## import and load

In [1]:
import numpy as np
import pandas as pd
import matplotlib.pyplot as plt
import seaborn as sns
from tqdm import notebook
import datetime

#한글 깨짐방지
plt.rc('font',family = 'Malgun Gothic')
plt.rcParams['axes.unicode_minus'] = False

In [2]:
path = './data/'
train = pd.read_csv(path + 'train.csv')
test = pd.read_csv(path + 'test.csv')
submission  = pd.read_csv(path + 'submission.csv')

## data setting

In [3]:
#time, installment, days_of_week, card_id, holyday는 필요없다 생각하여 글쓴이는 제거
train = train.drop(columns=['time', 'installments', 'days_of_week', 'card_id', 'holyday'])
test = test.drop(columns=['time', 'installments', 'days_of_week', 'card_id', 'holyday'])

In [4]:
# 'date','store_id'로 결합
train = train.groupby(['date','store_id']).agg({'amount':'sum'}).reset_index()
test = test.groupby(['date','store_id']).agg({'amount':'sum'}).reset_index()

In [5]:
#이러한 형태로 변환됨
train.head(1)

Unnamed: 0,date,store_id,amount
0,2016-08-01,2,2372


In [6]:
#date전환
train['date'] = pd.to_datetime(train['date'],infer_datetime_format= True)
test['date'] = pd.to_datetime(test['date'],infer_datetime_format= True)

In [7]:
# 나중을 위한 복제
train['temp_date'] = train['date']
test['temp_date'] = test['date']

In [8]:
# 날짜를 인덱스로 설정
train.set_index("date",inplace=True)
test.set_index("date",inplace=True)

### 일부제거

#### train
1. 거래기록이 160일 이하인 경우 삭제 -> 대회 목적이 100일 이후를 예측하는 것이므로 60일은 train(X), 100일은 predict(y)에 사용
    * 160일이 가장 이상적이라고 고려함
2. 2018-07-31 주변 5일 내 거래가 없으면 폐업으로 추정, 2018-07-31은 꼭 있어야하는 데이터

In [9]:
counter = 0
limit = 160

print("Before removing stores (due to limit): ", train.shape)

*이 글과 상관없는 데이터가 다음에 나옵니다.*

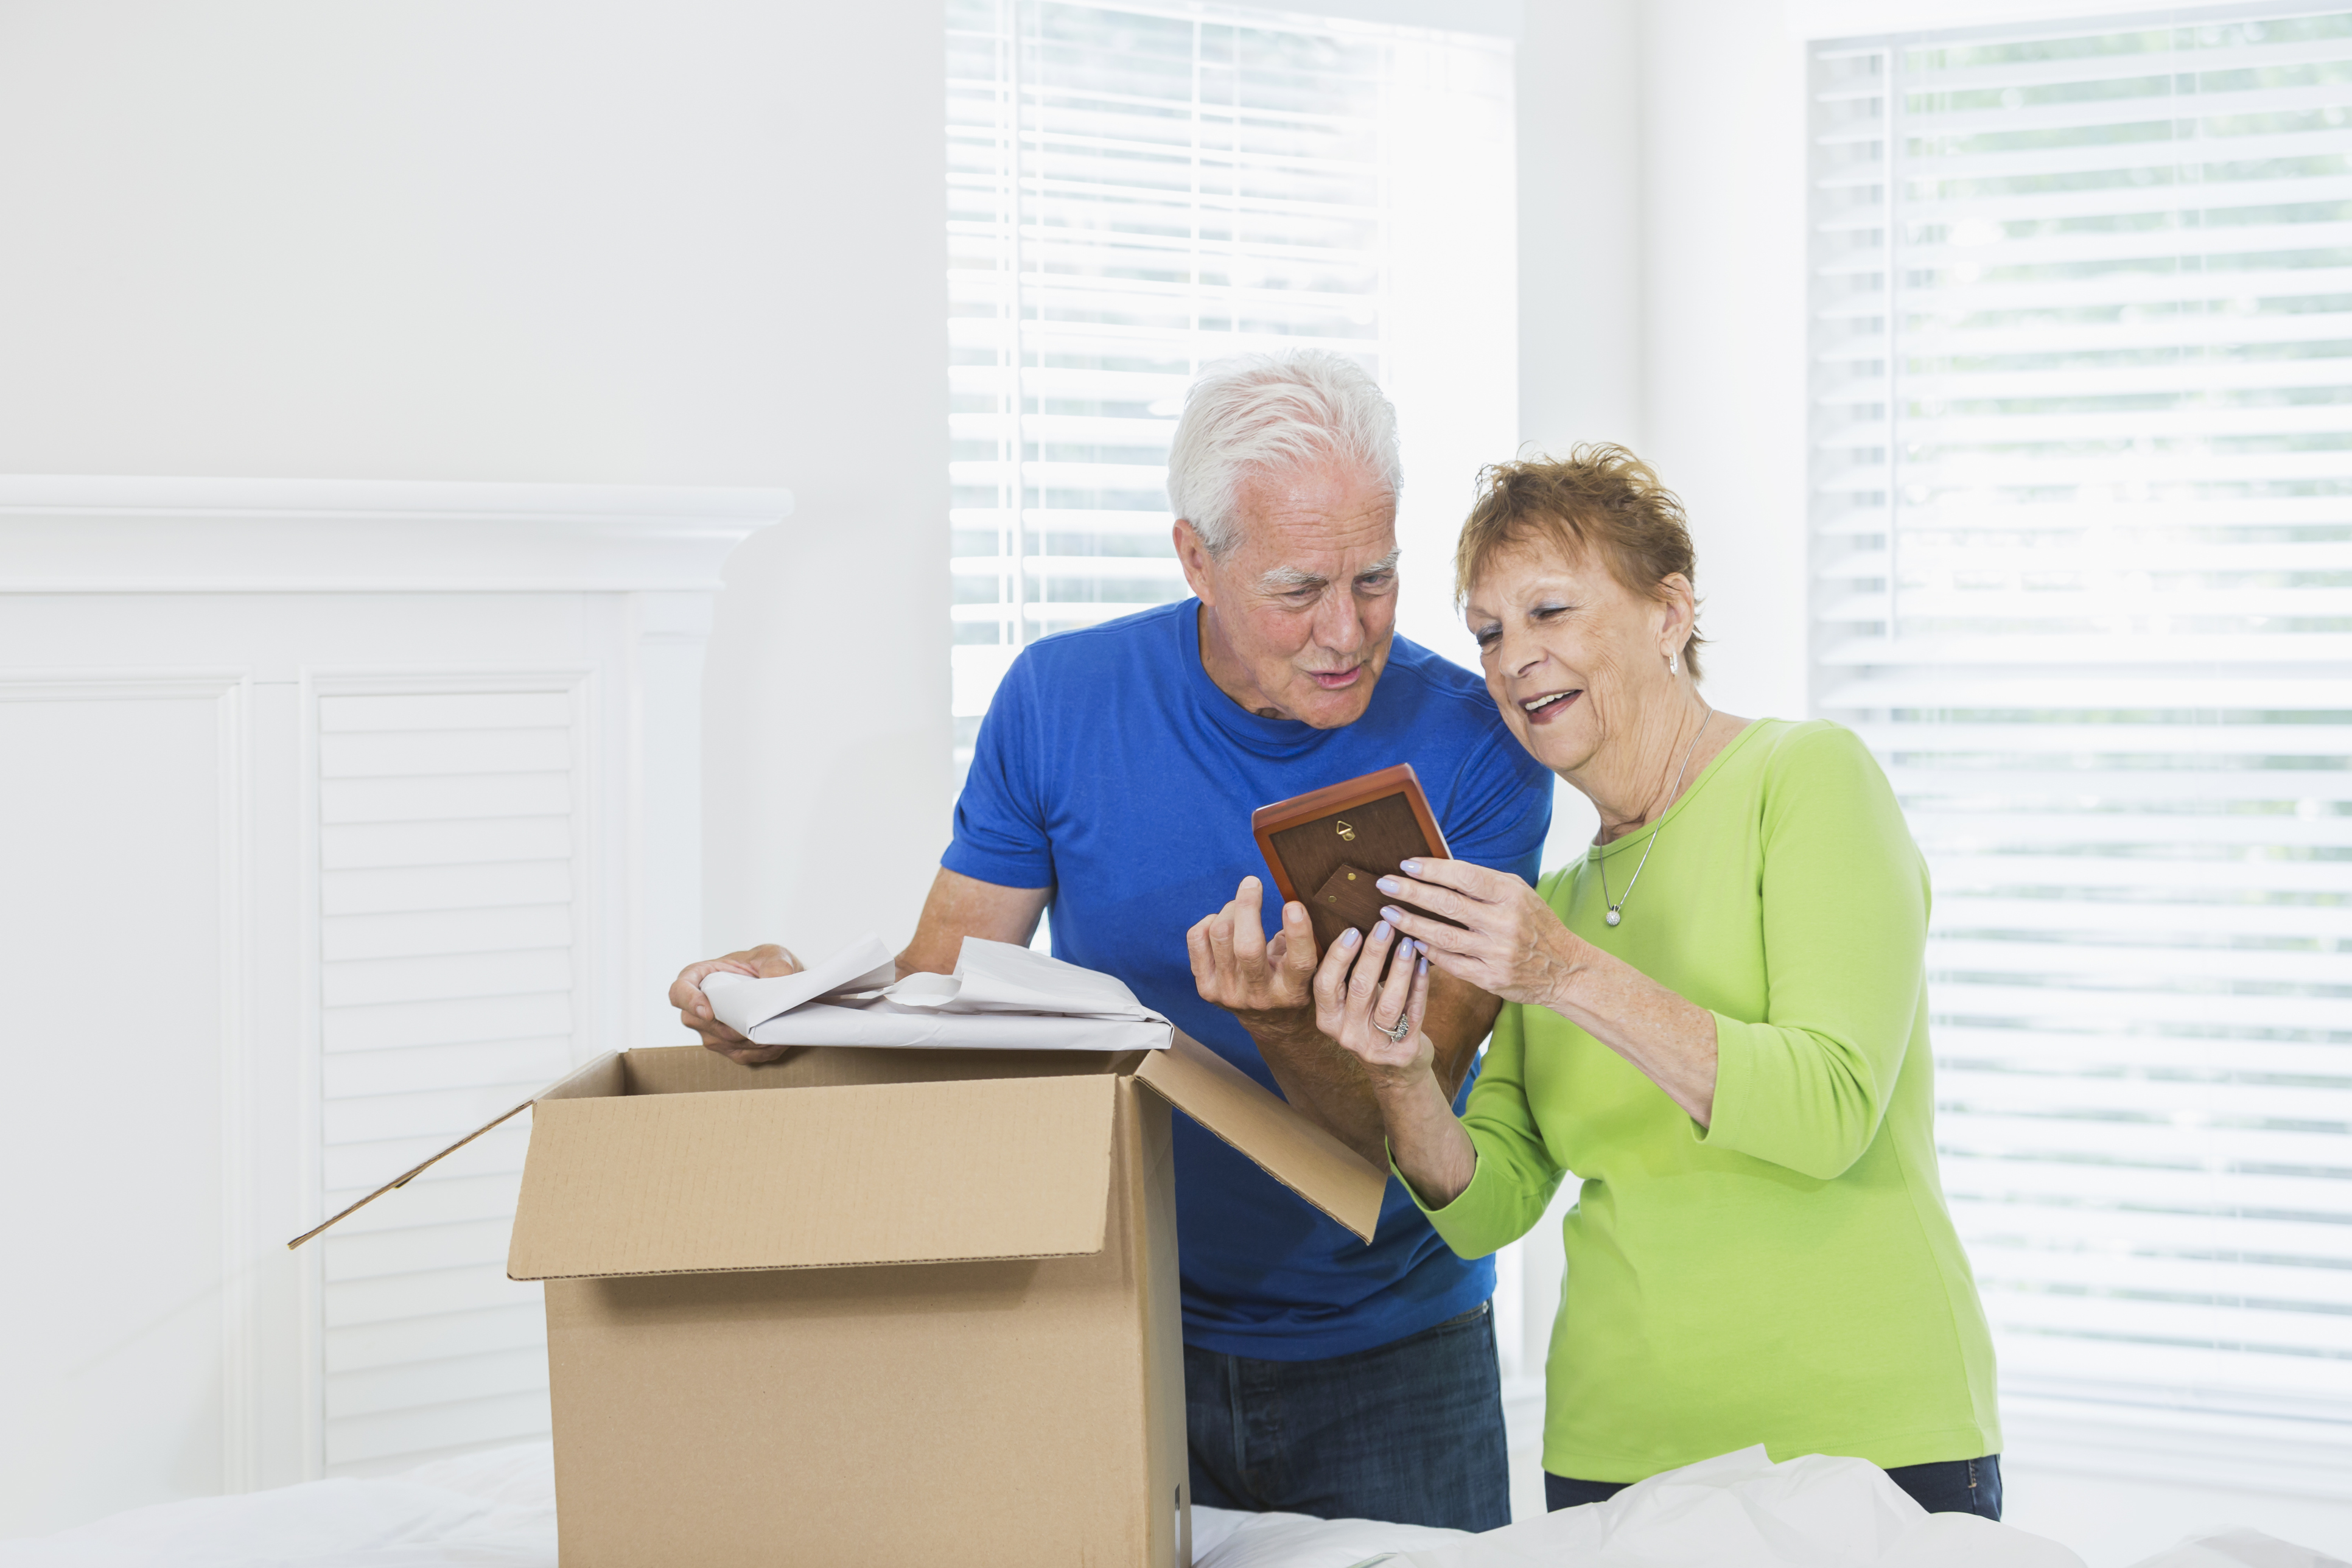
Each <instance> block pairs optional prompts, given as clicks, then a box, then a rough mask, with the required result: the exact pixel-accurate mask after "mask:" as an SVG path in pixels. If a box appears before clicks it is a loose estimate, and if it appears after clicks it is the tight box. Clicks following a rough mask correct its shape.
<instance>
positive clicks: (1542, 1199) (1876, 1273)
mask: <svg viewBox="0 0 2352 1568" xmlns="http://www.w3.org/2000/svg"><path fill="white" fill-rule="evenodd" d="M1646 837H1649V835H1646V832H1630V835H1625V837H1621V839H1618V842H1616V844H1611V846H1606V849H1592V851H1588V856H1585V860H1583V863H1576V865H1569V867H1562V870H1559V872H1552V875H1550V877H1545V882H1543V884H1541V893H1543V898H1545V903H1550V905H1552V910H1555V912H1557V914H1559V917H1562V919H1564V922H1566V926H1569V929H1571V931H1576V933H1578V936H1581V938H1585V940H1588V943H1592V945H1595V947H1599V950H1604V952H1613V954H1616V957H1621V959H1625V961H1628V964H1632V966H1635V969H1639V971H1642V973H1646V976H1649V978H1653V980H1656V983H1661V985H1665V987H1668V990H1675V992H1679V994H1682V997H1686V999H1689V1001H1696V1004H1698V1006H1703V1009H1708V1011H1712V1013H1715V1046H1717V1081H1715V1119H1712V1124H1710V1126H1705V1128H1703V1126H1698V1124H1696V1121H1691V1117H1686V1114H1684V1112H1682V1110H1677V1107H1675V1103H1672V1100H1668V1098H1665V1091H1661V1088H1658V1086H1656V1084H1651V1081H1649V1079H1646V1077H1644V1074H1642V1072H1639V1070H1635V1067H1632V1065H1630V1063H1625V1058H1621V1056H1618V1053H1616V1051H1611V1048H1609V1046H1602V1044H1599V1041H1595V1039H1592V1037H1590V1034H1585V1032H1583V1030H1578V1027H1576V1025H1571V1023H1566V1020H1564V1018H1562V1016H1559V1013H1552V1011H1548V1009H1526V1006H1505V1009H1503V1016H1501V1018H1498V1020H1496V1027H1494V1044H1491V1046H1489V1048H1486V1065H1484V1070H1482V1072H1479V1081H1477V1088H1475V1091H1472V1093H1470V1105H1468V1112H1465V1117H1463V1124H1465V1126H1468V1131H1470V1140H1472V1143H1475V1145H1477V1175H1475V1178H1472V1182H1470V1187H1468V1190H1465V1192H1463V1194H1461V1197H1458V1199H1454V1201H1451V1204H1446V1206H1444V1208H1432V1211H1428V1215H1430V1222H1432V1225H1435V1227H1437V1234H1439V1237H1444V1239H1446V1244H1449V1246H1451V1248H1454V1251H1456V1253H1461V1255H1465V1258H1479V1255H1484V1253H1491V1251H1496V1248H1498V1246H1503V1244H1508V1241H1515V1239H1517V1237H1522V1234H1526V1232H1529V1229H1531V1227H1534V1225H1536V1222H1538V1220H1541V1218H1543V1211H1545V1206H1548V1204H1550V1197H1552V1192H1555V1190H1557V1187H1559V1180H1562V1175H1564V1173H1566V1171H1576V1173H1578V1175H1581V1178H1583V1187H1581V1192H1578V1201H1576V1208H1571V1211H1569V1218H1566V1225H1564V1237H1566V1253H1569V1269H1566V1281H1564V1286H1562V1293H1559V1319H1557V1321H1555V1324H1552V1354H1550V1366H1548V1389H1545V1422H1543V1467H1545V1469H1550V1472H1552V1474H1559V1476H1576V1479H1581V1481H1639V1479H1642V1476H1651V1474H1656V1472H1661V1469H1672V1467H1677V1465H1691V1462H1696V1460H1705V1458H1710V1455H1717V1453H1726V1450H1731V1448H1745V1446H1750V1443H1764V1446H1766V1448H1769V1450H1771V1458H1773V1460H1788V1458H1792V1455H1799V1453H1839V1455H1858V1458H1865V1460H1872V1462H1877V1465H1882V1467H1896V1465H1926V1462H1931V1460H1973V1458H1978V1455H1987V1453H1999V1448H2002V1429H1999V1415H1997V1413H1994V1394H1992V1338H1990V1333H1987V1328H1985V1314H1983V1307H1980V1305H1978V1300H1976V1279H1973V1274H1971V1272H1969V1258H1966V1255H1964V1253H1962V1248H1959V1237H1957V1234H1955V1232H1952V1215H1950V1211H1947V1208H1945V1201H1943V1182H1940V1180H1938V1175H1936V1067H1933V1060H1931V1058H1929V1044H1926V985H1924V978H1922V964H1924V945H1926V910H1929V879H1926V865H1924V863H1922V858H1919V849H1917V846H1915V844H1912V837H1910V830H1907V827H1905V825H1903V811H1900V809H1898V806H1896V797H1893V790H1891V788H1889V783H1886V776H1884V773H1882V771H1879V764H1877V762H1875V759H1872V757H1870V752H1867V750H1863V743H1860V741H1858V738H1856V736H1853V733H1851V731H1846V729H1839V726H1835V724H1825V722H1811V724H1790V722H1785V719H1759V722H1755V724H1750V726H1748V729H1745V731H1740V733H1738V736H1736V738H1733V741H1731V745H1726V748H1724V750H1722V755H1717V757H1715V762H1710V764H1708V769H1705V771H1703V773H1700V776H1698V778H1696V780H1693V783H1691V788H1689V790H1686V792H1684V795H1682V799H1677V802H1675V804H1672V806H1670V809H1668V811H1665V816H1663V818H1658V846H1656V851H1653V853H1651V860H1649V870H1644V872H1642V886H1639V891H1637V893H1635V896H1632V898H1630V900H1628V903H1625V907H1623V924H1621V926H1616V929H1611V926H1606V924H1604V907H1606V905H1604V903H1602V875H1599V867H1602V863H1604V860H1606V865H1609V886H1611V889H1613V891H1616V893H1618V896H1623V893H1625V882H1628V877H1632V870H1635V865H1637V863H1639V856H1642V844H1644V839H1646Z"/></svg>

#160 이상이면 카운트를 올리고, 아니라면 제외함
for store_id in notebook.tqdm(range(train['store_id'].max()+1)):
    if train.loc[train['store_id'] == store_id, 'store_id' ].count() <= limit:
        counter += 1
    else :
        train = train[train.store_id !=store_id]

print(f"Total # of stores that exceeds {limit} is {counter}")
print("After removing stores (due to limit): ", train.shape)

Before removing stores (due to limit):  (480160, 3)


HBox(children=(FloatProgress(value=0.0, max=1800.0), HTML(value='')))


Total # of stores that exceeds 160 is 806
After removing stores (due to limit):  (47969, 3)


In [10]:
#  2018-07-31 주변 5일 내 거래가 없으면 폐업으로 추정, 2018-07-31은 꼭 있어야하는 데이터
def keep_alive_store(df):
    store_id_list = df.store_id.unique()
    yes, no = 0, 0
    
    t2 = datetime.datetime.strptime('2018-07-31', '%Y-%m-%d')
    
    for store_id in store_id_list:
        if df.loc[df.store_id == store_id,'temp_date'].iloc[-1] == t2:
            yes += 1
        else:
            t1 = df.loc[df.store_id == store_id,'temp_date'].iloc[-1]
            difference = t2 - t1
            if difference.days <=5:
                yes += 1
            else :
                no += 1
                df = df[df.store_id != store_id]
    print(f"# of train store open/out of business: {yes}, {no}")
    return df

In [11]:
train = keep_alive_store(train)

# of train store open/out of business: 399, 382


#### test
1. 2018-03-31 주변 7일 거래기록이 없으면 폐업으로 가정 
  - 197번 매장을 폐업으로 추정

In [15]:
store_id_list = test.store_id.unique()
yes, no = 0, 0
closed_test_store = []
t2 = datetime.datetime.strptime('2018-03-01',"%Y-%m-%d")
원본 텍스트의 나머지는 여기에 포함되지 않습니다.